The word ‘cancer’ is loaded with so many connotations – be they relevant or not…bald head, sunken eyes, tubes, pale skin, and fatigue in general. The person stays the same, but yet, because of an unwelcome, insidious beast growing within, they are suddenly rendered ‘vulnerable’ – more likely to succumb to other illnesses, especially infections.
Most relevant this year has been the stigmatising word ‘vulnerable’. People with cancer are ‘vulnerable’ because they have ‘underlying health conditions’… a term we’ve heard over and over again through this pandemic, mostly when describing those who have already lost their lives to COVID-19 by politicians in press conferences, by the media, and by other influencers.

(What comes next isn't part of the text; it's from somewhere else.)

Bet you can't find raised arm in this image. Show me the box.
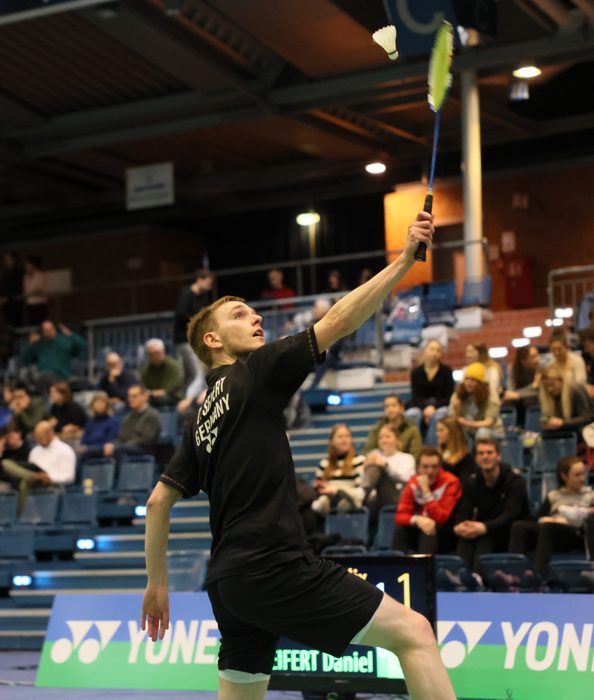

But… this language is becoming corrosive. Is this now becoming a way of invalidating this suffering and loss of life from COVID-19? Does a background of an ‘underlying health condition’ make a life less valuable or more disposable? Does the loss of that life become more acceptable? Though it may not have negative intentions, the addition of this phrase can be potentially disturbing and hurtful if you happen to be amongst those vulnerable groups that have an ‘underlying health condition’. It sure doesn’t provide any reassurance to those in cancer communities. The ‘us and them’ mentality is becoming particularly corrosive because people who come under the banner of ‘vulnerable groups’ are being made to feel invisible, disposable, and perhaps even lesser than the ‘ordinary Australian’.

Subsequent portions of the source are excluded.